Die Antragsgegnerin trägt die Kosten des Verfahrens.
Der Streitwert wird auf 10.000,00 Euro festgesetzt.
Gründe:
I.
Der Antragsteller wendet sich mit dem vorliegenden Antrag auf Erlass einer einstweiligen Anordnung gegen eine von der Antragsgegnerin, einer amtsangehörigen Gemeinde, erlassene Veränderungssperre.
Am 24. Oktober 2000 beschloss der Amtsausschuss des Amtes ... einen Flächennutzungsplan mit Geltung u.a. für das Gemeindegebiet der Antragsgegnerin. Wegen eines Widerspruchs zu dem in Aufstellung befindlichen Regionalplan ..., Sachlicher Teilplan "Windenergienutzung, Rohstoffsicherung und -gewinnung" nahm der Landrat des Landkreises ... den sachlichen Teil Windenergienutzung des Flächennutzungsplans von seiner unter dem 14. März 2001 erteilten Genehmigung aus; den hiergegen erhobenen Widerspruch des Amtes wies er zurück. Nachdem der Flächennutzungsplan ohne Festlegungen zur Windenergienutzung in Kraft getreten war, fasste der Amtsausschuss am 10. Dezember 2002 einen Aufstellungsbeschluss zur Änderung des Flächennutzungsplans u.a. mit dem Ziel der "Streichung" eines im Regionalplan ausgewiesenen Windeignungsgebiets auf dem Gemeindegebiet der Antragsgegnerin. Am 26. Februar 2003 beschloss die Gemeindevertretung der Antragsgegnerin die Aufstellung des Bebauungsplans Nr. 3 "...". Zur Begründung wurde in der Beschlussvorlage darauf hingewiesen, dass der für die Gemeinden des Amtes erarbeitete Flächennutzungsplan durch den Landkreis erst genehmigt worden sei, nachdem "die Ausnahme 1: 'Ausweisung von Flächen zur Nutzung von Windenergie' durch den Amtsausschuss ... ersatzlos zurückgenommen" worden sei. Ferner wurde ausgeführt:
"Somit sind die Windenergiegebiete im Bereich der amtsangehörigen Gemeinden derzeit nicht durch die Gemeinden beplant.

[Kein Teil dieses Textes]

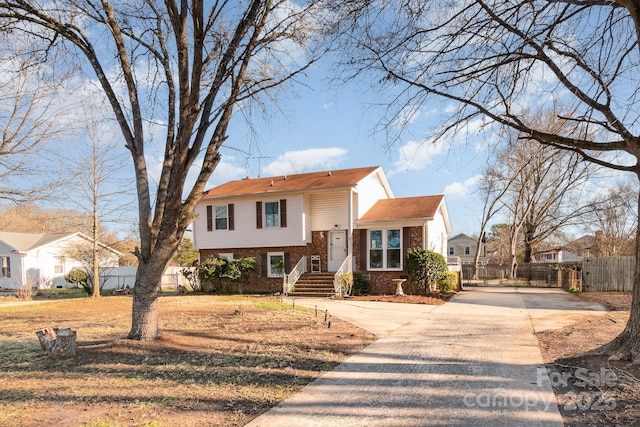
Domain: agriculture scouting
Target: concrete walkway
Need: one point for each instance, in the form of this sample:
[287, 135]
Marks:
[471, 362]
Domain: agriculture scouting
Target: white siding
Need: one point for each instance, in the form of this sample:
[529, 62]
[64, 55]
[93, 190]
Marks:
[306, 217]
[328, 209]
[370, 190]
[437, 235]
[40, 263]
[16, 270]
[245, 233]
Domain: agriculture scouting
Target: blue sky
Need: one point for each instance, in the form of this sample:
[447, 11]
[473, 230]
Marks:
[324, 126]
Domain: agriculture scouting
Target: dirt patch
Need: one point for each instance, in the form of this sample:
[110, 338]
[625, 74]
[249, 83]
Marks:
[591, 390]
[431, 299]
[220, 361]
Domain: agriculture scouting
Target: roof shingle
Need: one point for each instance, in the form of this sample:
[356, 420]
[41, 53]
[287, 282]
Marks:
[422, 207]
[305, 181]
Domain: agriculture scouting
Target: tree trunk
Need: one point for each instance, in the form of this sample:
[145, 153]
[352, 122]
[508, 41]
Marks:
[144, 313]
[627, 344]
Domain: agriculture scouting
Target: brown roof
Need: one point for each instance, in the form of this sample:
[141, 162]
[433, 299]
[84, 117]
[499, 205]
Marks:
[423, 207]
[304, 181]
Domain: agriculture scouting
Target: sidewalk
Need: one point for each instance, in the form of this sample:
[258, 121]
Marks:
[471, 362]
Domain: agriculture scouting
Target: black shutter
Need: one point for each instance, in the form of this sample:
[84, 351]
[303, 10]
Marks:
[363, 250]
[258, 214]
[264, 265]
[283, 212]
[287, 263]
[230, 215]
[209, 218]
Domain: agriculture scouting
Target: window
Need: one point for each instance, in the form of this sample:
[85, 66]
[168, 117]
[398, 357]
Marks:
[226, 256]
[385, 249]
[221, 217]
[271, 214]
[209, 218]
[6, 266]
[276, 264]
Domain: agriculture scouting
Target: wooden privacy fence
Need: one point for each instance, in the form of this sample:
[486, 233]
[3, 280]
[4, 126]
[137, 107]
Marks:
[608, 274]
[537, 275]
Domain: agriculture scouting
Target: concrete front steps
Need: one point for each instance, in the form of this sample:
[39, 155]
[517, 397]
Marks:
[314, 285]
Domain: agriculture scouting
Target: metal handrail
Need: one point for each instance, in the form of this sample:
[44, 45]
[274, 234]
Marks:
[291, 278]
[345, 267]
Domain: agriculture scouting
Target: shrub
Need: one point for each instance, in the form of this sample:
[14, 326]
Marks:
[234, 271]
[425, 268]
[239, 271]
[25, 292]
[191, 274]
[448, 283]
[212, 269]
[360, 285]
[346, 283]
[79, 277]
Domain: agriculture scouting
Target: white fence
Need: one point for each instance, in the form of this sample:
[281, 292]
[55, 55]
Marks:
[121, 277]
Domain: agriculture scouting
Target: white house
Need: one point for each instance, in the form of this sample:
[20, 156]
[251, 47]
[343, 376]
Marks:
[465, 247]
[42, 260]
[557, 256]
[341, 220]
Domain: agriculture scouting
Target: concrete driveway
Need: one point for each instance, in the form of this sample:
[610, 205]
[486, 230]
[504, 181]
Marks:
[471, 362]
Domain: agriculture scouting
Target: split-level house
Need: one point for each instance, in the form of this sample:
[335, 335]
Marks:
[43, 259]
[321, 222]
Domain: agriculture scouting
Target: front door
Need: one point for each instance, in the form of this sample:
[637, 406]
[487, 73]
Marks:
[337, 249]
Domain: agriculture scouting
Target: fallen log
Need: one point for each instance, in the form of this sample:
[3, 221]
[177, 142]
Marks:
[59, 342]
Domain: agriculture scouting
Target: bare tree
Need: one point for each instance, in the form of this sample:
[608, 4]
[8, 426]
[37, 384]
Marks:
[504, 60]
[28, 121]
[494, 185]
[546, 194]
[614, 222]
[99, 187]
[97, 261]
[185, 65]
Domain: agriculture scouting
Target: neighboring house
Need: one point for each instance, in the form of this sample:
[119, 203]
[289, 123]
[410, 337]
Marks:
[42, 260]
[464, 247]
[557, 256]
[342, 220]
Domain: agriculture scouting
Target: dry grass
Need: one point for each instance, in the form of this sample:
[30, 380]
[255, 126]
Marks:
[611, 403]
[221, 361]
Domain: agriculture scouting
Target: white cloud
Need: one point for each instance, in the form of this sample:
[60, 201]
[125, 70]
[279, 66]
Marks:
[305, 161]
[226, 171]
[408, 115]
[461, 190]
[417, 155]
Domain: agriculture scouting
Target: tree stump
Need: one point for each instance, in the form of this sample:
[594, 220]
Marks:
[398, 283]
[59, 342]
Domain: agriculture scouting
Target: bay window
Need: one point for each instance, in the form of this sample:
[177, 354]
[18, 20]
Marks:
[385, 249]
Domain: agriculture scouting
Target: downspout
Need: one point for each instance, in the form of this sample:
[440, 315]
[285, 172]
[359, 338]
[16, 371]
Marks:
[425, 235]
[350, 230]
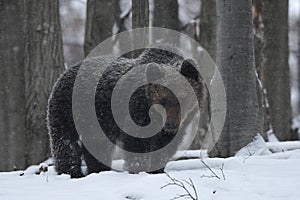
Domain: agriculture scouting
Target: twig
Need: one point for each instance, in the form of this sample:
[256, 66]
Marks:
[222, 170]
[214, 174]
[181, 184]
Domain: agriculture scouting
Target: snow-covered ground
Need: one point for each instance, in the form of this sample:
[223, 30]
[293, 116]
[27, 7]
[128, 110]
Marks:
[273, 176]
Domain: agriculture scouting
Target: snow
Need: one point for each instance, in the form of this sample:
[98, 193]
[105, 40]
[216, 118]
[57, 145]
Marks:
[268, 177]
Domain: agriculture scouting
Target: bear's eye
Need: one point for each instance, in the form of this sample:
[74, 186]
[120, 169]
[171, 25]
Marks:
[163, 101]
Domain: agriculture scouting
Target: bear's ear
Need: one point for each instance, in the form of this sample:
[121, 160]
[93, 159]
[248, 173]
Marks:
[153, 72]
[189, 70]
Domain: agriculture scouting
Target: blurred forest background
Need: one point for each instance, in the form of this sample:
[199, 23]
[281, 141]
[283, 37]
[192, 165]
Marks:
[39, 39]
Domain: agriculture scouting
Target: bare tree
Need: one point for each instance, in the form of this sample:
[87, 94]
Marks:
[43, 64]
[235, 59]
[12, 98]
[276, 73]
[208, 26]
[99, 22]
[166, 14]
[140, 18]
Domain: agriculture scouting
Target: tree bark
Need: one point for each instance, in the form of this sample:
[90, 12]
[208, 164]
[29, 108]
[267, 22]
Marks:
[140, 18]
[43, 64]
[208, 26]
[235, 59]
[166, 14]
[12, 93]
[99, 22]
[276, 73]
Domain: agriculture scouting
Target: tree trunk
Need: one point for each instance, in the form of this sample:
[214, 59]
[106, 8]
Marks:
[208, 26]
[166, 14]
[276, 74]
[12, 98]
[258, 53]
[140, 18]
[235, 59]
[99, 22]
[43, 64]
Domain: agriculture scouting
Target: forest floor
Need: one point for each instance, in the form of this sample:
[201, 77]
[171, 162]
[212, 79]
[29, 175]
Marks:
[266, 176]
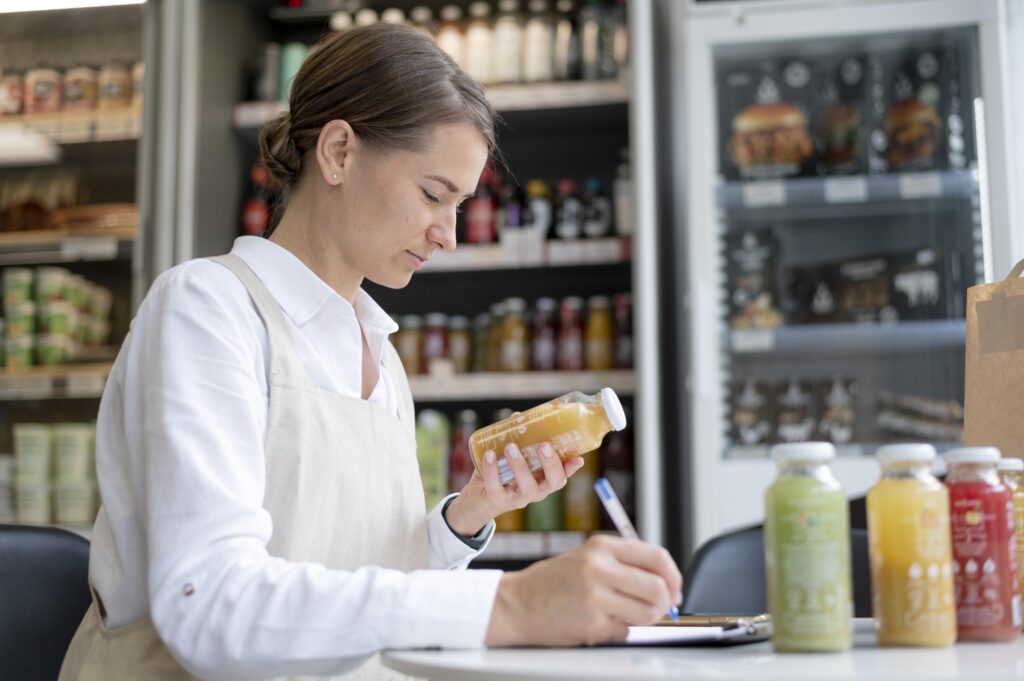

In diesem Falle greift für diesen Bereich der Regionalplan ..., Sachlicher Teilplan Windnutzung, Rohstoffsicherung, -gewinnung.
Der v.g. Regionalplan weist im Bereich "..." (südlich der Ortsverbindungsstraße zwischen und OT ...) ein entsprechendes Windfeld aus.
Bisher liegen derzeit keine Bauanträge zur Errichtung von Windrädern vor.
Die angrenzende Gemeinde ... hat für den Bereich ihrer Gemarkung, westlich angrenzend an das Windfeld "..." einen Bebauungsplan aufgestellt, da die Gemeinde die Belange der Öffentlichkeit nicht ausreichend beachtet sieht; u.a. Beachtung der dortigen Geländestruktur (Hänge, Geländekanten, Solle), Höhe der Windräder, Schattenschlag, Auswirkungen auf die Flora und Fauna.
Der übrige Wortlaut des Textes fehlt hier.